La blessure, fissure ouverte sur le corps, peut marquer pour le faible être humain la limite entre la vie et la mort, mais la blessure portée au fin fond de soi, autrement dit le traumatisme, peut parfois devenir une porte ouverte sur la créativité. Tout être humain porte son histoire, ses blessures et ses transferts. Taire les choses, refuser de les voir en face en particulier au nom du sentiment amoureux, fait souvent des dégâts durables. La faiblesse de notre chair, notre vaste et profonde capacité de mémorisation, notre tendance naturelle à garder gravés en nous tant physiquement que dans notre subconscient les traumatismes dont nous avons été atteints, plombent notre progression sur le chemin de la vie. Notre matérialité est ainsi comme un boulet qu’il nous faut traîner à notre pied. Cependant, la grisaille de la vie et le sentiment d’oppression qui nous accompagne ne nous empêchent pas d’éprouver parallèlement du bonheur : notre esprit peut alors s’ouvrir, d’où parfois même la chance de nous libérer des blocages inconscients qui nous empêchaient d’avancer tout en nous condamnant à des comportements répétitifs.

Le développement de soi passe par l’art, que nous laissions nos émotions monter en nous en tant que simples spectateurs ou que nous soyons nous-mêmes créatifs. L’art nous transmet le message de la nature profonde de l’Homme, celui de son aspiration à s’élever et à se tourner vers la lumière, tout en favorisant l’analyse de nos transferts et la possibilité de nous débarrasser de nos traumatismes. Zone grise entre le conscient et l’inconscient, l’espace où s’exerce notre créativité permet de révéler progressivement du matériel auquel nous aurons dès lors accès pour le modeler en toute conscience, trouvant là le moyen de modifier les schémas répétitifs qui affectaient notre comportement. A chaque seconde, partout dans le monde, se rejoue encore et encore sous une forme ou une autre, sous mille visages différents, le drame existentiel indissociable de la condition humaine. De même que l’univers est réputé tout à la fois infini et en expansion, le déroulement du temps au sein de l’espace sans bornes qu’est l’éternité nous crée des questionnements nouveaux.

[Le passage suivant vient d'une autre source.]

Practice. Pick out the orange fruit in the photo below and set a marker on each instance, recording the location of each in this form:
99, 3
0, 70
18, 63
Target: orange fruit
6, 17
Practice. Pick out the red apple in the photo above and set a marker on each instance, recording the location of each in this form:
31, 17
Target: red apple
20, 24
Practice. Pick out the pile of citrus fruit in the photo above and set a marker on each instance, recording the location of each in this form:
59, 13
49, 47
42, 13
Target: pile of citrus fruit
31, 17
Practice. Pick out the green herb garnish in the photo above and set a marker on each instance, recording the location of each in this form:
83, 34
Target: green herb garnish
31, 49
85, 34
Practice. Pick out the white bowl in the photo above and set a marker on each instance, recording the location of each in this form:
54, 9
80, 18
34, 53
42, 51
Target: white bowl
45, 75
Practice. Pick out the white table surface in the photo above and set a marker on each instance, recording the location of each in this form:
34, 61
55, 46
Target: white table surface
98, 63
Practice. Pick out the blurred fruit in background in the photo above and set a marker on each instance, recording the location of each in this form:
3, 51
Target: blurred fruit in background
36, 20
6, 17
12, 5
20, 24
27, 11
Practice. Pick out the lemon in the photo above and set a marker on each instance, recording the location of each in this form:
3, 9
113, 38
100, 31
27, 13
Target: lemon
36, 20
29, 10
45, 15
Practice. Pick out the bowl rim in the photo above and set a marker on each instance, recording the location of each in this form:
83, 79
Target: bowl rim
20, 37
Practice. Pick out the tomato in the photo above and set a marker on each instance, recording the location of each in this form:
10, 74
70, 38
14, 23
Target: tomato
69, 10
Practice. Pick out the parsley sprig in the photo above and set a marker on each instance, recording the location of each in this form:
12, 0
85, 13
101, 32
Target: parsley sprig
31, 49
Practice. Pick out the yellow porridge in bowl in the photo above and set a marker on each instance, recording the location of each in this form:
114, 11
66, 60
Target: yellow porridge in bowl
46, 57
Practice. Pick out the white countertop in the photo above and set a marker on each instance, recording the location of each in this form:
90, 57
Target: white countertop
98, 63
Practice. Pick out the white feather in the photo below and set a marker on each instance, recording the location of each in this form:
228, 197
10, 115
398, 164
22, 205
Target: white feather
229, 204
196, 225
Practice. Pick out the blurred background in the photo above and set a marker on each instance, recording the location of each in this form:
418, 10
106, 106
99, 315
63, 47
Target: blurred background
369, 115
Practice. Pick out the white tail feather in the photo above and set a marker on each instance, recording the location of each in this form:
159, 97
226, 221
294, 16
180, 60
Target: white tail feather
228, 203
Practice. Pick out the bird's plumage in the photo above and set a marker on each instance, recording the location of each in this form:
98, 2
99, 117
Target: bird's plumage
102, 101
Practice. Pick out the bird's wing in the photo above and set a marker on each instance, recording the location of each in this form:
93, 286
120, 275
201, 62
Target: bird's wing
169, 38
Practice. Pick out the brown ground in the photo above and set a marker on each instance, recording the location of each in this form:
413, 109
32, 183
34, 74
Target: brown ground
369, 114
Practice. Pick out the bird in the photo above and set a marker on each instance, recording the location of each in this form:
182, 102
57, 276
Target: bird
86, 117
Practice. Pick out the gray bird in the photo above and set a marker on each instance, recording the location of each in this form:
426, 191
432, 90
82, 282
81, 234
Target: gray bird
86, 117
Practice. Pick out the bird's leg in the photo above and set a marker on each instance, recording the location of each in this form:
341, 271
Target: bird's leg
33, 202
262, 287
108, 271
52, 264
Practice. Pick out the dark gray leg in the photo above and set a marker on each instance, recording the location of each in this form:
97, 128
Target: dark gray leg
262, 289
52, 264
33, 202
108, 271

C’est d’ailleurs la raison pour laquelle les arts et les sciences innovantes sont sans cesse amenés à repousser plus loin leurs limites.

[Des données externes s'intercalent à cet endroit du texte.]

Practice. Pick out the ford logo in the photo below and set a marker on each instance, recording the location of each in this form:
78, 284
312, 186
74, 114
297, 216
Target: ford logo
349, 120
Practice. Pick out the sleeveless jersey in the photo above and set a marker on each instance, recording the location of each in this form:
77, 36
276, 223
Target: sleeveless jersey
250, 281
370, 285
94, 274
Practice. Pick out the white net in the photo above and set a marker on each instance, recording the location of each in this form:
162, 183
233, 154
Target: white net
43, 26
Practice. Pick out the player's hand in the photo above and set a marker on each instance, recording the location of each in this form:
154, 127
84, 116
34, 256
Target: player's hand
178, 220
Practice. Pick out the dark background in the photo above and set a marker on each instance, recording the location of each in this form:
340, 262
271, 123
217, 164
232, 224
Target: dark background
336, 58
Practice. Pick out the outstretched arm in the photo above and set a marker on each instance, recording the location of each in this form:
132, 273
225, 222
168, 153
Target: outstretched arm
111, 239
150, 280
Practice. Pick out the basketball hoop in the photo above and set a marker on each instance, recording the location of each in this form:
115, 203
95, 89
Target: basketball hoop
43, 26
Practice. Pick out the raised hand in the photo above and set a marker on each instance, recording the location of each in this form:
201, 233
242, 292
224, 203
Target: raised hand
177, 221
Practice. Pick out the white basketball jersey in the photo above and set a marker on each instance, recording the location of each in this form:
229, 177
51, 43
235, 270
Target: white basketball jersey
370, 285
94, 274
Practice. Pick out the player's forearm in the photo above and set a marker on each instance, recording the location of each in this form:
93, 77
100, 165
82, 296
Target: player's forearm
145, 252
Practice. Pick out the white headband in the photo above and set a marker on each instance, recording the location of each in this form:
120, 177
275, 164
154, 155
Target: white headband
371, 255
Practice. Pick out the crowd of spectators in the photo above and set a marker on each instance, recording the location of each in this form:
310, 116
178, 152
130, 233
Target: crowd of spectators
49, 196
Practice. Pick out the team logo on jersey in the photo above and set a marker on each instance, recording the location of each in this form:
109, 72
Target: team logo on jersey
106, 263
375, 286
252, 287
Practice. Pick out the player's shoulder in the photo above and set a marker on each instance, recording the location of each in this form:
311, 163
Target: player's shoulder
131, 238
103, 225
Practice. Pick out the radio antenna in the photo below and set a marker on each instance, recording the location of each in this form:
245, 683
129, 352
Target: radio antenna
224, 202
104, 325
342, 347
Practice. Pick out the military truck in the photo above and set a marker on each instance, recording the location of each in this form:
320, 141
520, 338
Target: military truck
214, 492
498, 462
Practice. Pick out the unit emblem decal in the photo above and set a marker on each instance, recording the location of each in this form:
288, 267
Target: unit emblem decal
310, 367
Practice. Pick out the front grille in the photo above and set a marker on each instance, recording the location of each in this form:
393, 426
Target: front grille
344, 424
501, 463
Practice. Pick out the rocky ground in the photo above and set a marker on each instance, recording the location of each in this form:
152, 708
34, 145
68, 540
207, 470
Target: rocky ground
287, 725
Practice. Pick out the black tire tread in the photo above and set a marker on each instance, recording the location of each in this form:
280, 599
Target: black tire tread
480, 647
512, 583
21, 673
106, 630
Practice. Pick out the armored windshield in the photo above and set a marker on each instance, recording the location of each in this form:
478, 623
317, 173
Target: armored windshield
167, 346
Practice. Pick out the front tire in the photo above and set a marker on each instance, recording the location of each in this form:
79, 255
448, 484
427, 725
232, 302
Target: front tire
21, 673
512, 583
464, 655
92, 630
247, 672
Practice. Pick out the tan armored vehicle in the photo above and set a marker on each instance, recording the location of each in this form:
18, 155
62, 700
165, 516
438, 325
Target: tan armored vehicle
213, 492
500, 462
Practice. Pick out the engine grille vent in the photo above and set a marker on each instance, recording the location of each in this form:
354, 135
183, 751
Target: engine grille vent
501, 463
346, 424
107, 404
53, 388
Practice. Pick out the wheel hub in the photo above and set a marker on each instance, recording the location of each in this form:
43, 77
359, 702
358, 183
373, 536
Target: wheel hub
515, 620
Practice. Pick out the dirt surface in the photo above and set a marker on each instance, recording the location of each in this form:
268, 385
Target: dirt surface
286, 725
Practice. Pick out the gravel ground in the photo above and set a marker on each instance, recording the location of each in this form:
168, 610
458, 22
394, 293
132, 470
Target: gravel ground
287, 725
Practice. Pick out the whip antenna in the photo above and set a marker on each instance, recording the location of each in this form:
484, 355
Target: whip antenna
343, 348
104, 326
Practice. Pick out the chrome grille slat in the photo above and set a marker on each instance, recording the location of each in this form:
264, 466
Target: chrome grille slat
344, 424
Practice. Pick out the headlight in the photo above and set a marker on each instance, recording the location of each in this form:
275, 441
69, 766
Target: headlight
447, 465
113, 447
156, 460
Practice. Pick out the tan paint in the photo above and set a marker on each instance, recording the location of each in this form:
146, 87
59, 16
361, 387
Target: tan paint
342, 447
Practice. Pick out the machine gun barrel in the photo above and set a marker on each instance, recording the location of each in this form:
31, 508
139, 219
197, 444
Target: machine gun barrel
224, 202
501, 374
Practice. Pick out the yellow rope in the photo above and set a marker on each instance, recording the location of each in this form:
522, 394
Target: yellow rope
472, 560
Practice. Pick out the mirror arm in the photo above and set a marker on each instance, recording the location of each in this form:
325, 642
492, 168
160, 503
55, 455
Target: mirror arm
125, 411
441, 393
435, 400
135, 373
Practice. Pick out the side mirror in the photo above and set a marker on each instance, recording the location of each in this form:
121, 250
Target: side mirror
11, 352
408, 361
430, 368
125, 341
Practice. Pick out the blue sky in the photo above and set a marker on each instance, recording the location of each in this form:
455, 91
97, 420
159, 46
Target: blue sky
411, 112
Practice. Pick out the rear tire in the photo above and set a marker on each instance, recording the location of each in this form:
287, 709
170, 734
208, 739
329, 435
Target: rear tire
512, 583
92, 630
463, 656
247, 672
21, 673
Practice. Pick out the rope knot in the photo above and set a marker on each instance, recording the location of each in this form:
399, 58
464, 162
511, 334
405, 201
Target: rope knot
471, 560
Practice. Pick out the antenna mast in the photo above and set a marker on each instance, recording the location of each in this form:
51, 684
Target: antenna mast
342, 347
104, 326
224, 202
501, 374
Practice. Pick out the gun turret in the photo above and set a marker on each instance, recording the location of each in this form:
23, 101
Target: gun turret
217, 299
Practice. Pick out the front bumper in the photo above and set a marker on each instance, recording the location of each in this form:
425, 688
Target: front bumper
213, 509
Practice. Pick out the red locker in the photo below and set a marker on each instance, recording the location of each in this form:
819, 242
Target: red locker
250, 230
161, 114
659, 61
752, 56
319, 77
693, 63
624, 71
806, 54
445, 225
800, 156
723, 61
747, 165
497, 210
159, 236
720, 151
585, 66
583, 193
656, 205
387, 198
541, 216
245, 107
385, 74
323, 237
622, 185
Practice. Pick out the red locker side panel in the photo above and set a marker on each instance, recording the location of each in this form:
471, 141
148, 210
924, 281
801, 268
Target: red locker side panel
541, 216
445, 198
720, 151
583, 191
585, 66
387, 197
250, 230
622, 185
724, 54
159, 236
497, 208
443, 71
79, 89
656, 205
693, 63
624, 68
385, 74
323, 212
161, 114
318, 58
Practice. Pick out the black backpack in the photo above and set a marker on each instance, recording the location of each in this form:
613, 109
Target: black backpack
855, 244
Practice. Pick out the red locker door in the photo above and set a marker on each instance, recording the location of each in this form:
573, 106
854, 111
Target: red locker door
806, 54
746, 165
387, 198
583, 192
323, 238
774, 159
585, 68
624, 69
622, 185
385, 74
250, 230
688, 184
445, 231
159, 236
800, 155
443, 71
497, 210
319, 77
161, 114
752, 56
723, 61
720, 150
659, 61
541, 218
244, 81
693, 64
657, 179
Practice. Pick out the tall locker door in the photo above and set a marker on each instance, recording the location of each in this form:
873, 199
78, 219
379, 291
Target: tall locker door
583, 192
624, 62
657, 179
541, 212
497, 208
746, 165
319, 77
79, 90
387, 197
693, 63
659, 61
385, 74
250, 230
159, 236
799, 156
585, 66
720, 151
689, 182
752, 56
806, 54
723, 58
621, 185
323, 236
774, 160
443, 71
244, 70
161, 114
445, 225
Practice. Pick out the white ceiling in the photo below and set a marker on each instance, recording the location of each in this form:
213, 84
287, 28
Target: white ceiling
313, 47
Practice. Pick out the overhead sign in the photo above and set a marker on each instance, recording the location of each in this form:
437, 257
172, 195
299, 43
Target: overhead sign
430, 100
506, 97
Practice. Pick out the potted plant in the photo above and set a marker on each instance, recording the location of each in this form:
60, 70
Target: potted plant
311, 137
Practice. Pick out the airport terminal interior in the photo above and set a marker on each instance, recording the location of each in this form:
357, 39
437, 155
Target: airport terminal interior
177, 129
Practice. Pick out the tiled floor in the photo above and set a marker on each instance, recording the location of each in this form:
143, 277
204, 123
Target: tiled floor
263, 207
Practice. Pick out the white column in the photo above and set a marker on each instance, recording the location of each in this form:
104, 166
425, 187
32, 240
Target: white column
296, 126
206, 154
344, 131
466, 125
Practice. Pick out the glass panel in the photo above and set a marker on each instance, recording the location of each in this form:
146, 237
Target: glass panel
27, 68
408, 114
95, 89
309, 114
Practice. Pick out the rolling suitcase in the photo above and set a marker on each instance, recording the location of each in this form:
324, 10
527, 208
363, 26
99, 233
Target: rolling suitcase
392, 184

Les besoins essentiels de l’être humain ne sont pas nombreux : il nous faut respirer, manger, boire, uriner, déféquer, dormir, être en contact émotionnel comme tactile avec notre prochain, aimer et procréer dans le droit fil de la logique de la perpétuation de l’espèce. Si l’on ouvrait les êtres humains en deux, on s’apercevrait qu’ils sont tous semblables à l’intérieur. C’est aussi pourquoi il semble si absurde d’imposer aux hommes d’innombrables limitations de temps et d’espace, qui n’obéissent au fond qu’à une logique d’asservissement. L’art, lui, ne travaille jamais que pour la paix : c’est bien la culture et les arts qui sont la meilleure passerelle entre communautés, sociétés et civilisations. Ce rapprochement entre les hommes, l’argent et les armes n’y concourent par contre pas.